Espace scientifique > Soignés par l’ennemi

Soignés par l’ennemi

Couverture du livre franco-allemand Ennemis fraternels / Photographie de l’équipe de rugby
© D.R.
Image locale (image propre et limitée à l'article, invisible en médiathèque)

La blessure sur le champ de bataille et la capture par l’ennemi ont été des expériences partagées par des milliers de soldats de toutes les armées durant la Grande Guerre. Et au-delà des discours stéréotypés dominant l’espace public, les témoins disent aussi combien cette expérience a pu être vécue en dehors d’une atmosphère de violence interpersonnelle.

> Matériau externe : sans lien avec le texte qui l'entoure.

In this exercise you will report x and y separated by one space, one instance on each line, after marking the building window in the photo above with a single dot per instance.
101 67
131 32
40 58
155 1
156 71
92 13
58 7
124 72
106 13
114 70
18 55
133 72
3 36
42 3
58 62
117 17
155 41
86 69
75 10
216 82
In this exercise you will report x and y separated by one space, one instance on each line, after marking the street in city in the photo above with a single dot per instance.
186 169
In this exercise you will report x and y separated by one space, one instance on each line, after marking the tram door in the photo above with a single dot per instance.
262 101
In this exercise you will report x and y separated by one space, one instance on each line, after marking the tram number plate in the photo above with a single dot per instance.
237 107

Les médecins français présentés dans les chroniques 11 et 12 ont soigné aussi bien les blessés allemands que les blessés français. La réciproque est vraie comme le montre le livre franco-allemand publié en 2002 par les Presses universitaires du Mirail à Toulouse : Eckart Birnstiel et Rémy Cazals (éd.), Ennemis fraternels 1914-1915, Hans Rodewald, Antoine Bieisse, Fernand Tailhades, Carnets de guerre et de captivité, 191 p. Le point de départ de ce livre est le carnet tenu par le grand-père de l’historien Eckart Birnstiel pendant sa captivité en France. Ce soldat allemand s’appelait Hans Rodewald. Tout fier de marcher sur Paris, il fut gravement blessé lors de la bataille de la Marne et abandonné par les infirmiers allemands pris dans la retraite ; il tomba aux mains des Français aux pantalons rouges, et fut bien soigné. Le même livre contient le témoignage de deux soldats français ayant connu un sort analogue. Seuls ces deux derniers figurent dans 500 Témoins de la Grande Guerre ; toutefois, Hans devait être mentionné ici.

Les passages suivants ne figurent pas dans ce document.